Let’s not pretend here: The combination of nostalgia and quarantine virtually guaranteed that “The Last Dance,” the new ESPN documentary chronicling the Chicago Bulls’ final championship season, would be a runaway hit with fans of ’90s basketball. (’Sup.)

But even without the added baggage of hero worship and lockdown desperation, “The Last Dance,” moved up from its original scheduled June airdate, is (so far) a triumph at every level.

I can’t even begin to be objective about this: I, like everyone outside of Madison Square Garden, was a huge Jordan fan back in the ’90s. Even so, it’s clear this is a documentary that’s clearly going to hit some still-raw spots for both Jordan fans and critics.

Sunday night’s first two episodes rolled onto ESPN with all the attendant social-media nervousness of an NBA Finals Game 1. That was entirely due to the quarantine and the total lack of sports; we all got to watch something together again, and it was glorious.

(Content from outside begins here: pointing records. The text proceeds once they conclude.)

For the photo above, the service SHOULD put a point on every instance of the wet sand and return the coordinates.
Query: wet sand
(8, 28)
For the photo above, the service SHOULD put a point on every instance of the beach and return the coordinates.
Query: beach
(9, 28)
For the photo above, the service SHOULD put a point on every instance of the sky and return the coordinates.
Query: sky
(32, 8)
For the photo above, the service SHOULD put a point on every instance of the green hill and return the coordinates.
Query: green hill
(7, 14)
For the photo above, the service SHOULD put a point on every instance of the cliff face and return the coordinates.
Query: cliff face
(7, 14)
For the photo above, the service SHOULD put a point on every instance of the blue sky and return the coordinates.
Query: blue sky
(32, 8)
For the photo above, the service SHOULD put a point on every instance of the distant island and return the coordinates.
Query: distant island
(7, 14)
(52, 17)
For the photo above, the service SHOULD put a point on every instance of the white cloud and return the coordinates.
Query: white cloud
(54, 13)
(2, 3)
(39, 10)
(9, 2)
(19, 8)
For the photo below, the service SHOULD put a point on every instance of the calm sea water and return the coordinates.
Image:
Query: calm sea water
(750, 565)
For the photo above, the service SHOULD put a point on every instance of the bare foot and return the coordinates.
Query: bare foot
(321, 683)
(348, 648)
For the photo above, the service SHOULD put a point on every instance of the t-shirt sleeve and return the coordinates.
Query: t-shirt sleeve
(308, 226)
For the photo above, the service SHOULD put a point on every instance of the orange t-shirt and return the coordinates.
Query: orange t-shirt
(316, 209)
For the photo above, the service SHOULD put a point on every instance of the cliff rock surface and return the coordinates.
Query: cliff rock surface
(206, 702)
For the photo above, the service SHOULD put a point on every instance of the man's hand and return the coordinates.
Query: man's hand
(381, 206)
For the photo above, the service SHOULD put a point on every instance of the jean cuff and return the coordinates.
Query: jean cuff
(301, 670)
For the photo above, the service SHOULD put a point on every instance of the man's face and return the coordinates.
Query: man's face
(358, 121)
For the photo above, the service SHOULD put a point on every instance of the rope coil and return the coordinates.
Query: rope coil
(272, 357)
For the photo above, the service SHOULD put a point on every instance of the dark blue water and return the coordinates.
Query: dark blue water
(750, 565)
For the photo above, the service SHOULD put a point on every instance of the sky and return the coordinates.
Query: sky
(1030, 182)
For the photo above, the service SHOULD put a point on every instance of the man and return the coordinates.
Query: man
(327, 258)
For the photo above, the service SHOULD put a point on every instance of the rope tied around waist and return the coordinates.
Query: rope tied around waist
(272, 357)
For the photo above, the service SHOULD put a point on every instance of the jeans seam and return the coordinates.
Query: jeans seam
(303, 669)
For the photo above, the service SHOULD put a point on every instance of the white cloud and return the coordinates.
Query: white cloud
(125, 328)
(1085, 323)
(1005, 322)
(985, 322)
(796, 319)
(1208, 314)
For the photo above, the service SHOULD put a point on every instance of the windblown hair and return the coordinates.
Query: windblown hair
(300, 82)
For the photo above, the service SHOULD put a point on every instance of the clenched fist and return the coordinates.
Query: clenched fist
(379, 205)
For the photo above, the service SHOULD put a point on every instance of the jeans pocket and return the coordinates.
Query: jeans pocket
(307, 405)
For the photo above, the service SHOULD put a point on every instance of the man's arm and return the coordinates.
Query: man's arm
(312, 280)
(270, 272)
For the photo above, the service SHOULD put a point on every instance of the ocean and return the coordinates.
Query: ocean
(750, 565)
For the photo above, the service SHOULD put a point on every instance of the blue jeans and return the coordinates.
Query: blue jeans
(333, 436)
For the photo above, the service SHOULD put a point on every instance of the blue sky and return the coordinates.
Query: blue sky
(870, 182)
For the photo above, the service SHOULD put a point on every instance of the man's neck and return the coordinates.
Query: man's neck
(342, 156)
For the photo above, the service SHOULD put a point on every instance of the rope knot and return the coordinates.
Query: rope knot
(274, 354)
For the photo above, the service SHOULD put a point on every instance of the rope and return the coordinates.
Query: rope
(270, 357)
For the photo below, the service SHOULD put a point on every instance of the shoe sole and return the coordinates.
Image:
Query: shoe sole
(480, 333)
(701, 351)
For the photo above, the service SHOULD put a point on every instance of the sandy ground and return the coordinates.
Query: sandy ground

Michael Jordan and Phil Jackson are among the Bulls profiled in a new 10-part documentary. (Jeff Haynes/AFP via Getty Images)
Michael Jordan and Phil Jackson are among the Bulls profiled in a new 10-part documentary. (Jeff Haynes/AFP via Getty Images)

Why this documentary? Why now? Because Jordan and the Bulls had granted access to filmmakers for the entire season — a season they knew in advance would be their last together — and only recently agreed to make those recordings public. This is like getting a listen to a lost Beatles album, or a look at a Star Wars movie never before released to the public. For basketball junkies, this is priceless footage.

When ESPN first announced the documentary about a year and a half ago, I remember thinking, “Ten episodes? Really?” All the best “30 for 30” documentaries tend to be done in under two hours, and we were going to get an entire Netflix season’s worth of shows on a season where we already knew the outcome?

After two episodes, my friends, I can tell you that I am now just fine with the 10 episodes. Hell, double that. Triple it. I’d love to hear from whoever designed the billboard-sized suits of the era. I want to know what it was like trying to get Jordan’s autograph, and I want to know what it was like for Jordan to try to escape autograph seekers. I want a deep dive on every player on the roster, from Scottie Pippen (covered in Episode 2) right on down to Joe Kleine.

The first two episodes came out of the gate hard, casting then-Bulls general manager Jerry Krause as a Bond villain with the worst scheme in history: destroying a world-dominating machine he already controlled. Krause, who died in 2017 and only shows up in archival footage, apparently decided that he wanted to blow up a team that included Michael Jordan, Scottie Pippen, Phil Jackson and Dennis Rodman … a team that had won five of the last seven championships. It made no sense then, and it seems a fireable offense now.

Move over, Carole Baskin. We’ve got a new quarantine villain.

By the time the documentary begins in 1997, the then-five-time champion Bulls weren’t competing with the Jazz or the Sonics or the Knicks anymore. They were competing with Muhammad Ali, with the 1927 Yankees, with Bill Russell’s Celtics. They were among history’s greats, and as “The Last Dance” shows, Krause’s decision to sever the bloodline after the 1998 season is no more defensible in retrospect than it was at the time.

We’ll all have plenty more to discuss about the Jordan documentary — including Jordan himself, who’s already shown signs of just how difficult he was to play with — over the next four weeks. ESPN is showing two episodes a week over the next month. It won’t replace the playoffs, but it’s not a bad way to spend Sunday evening.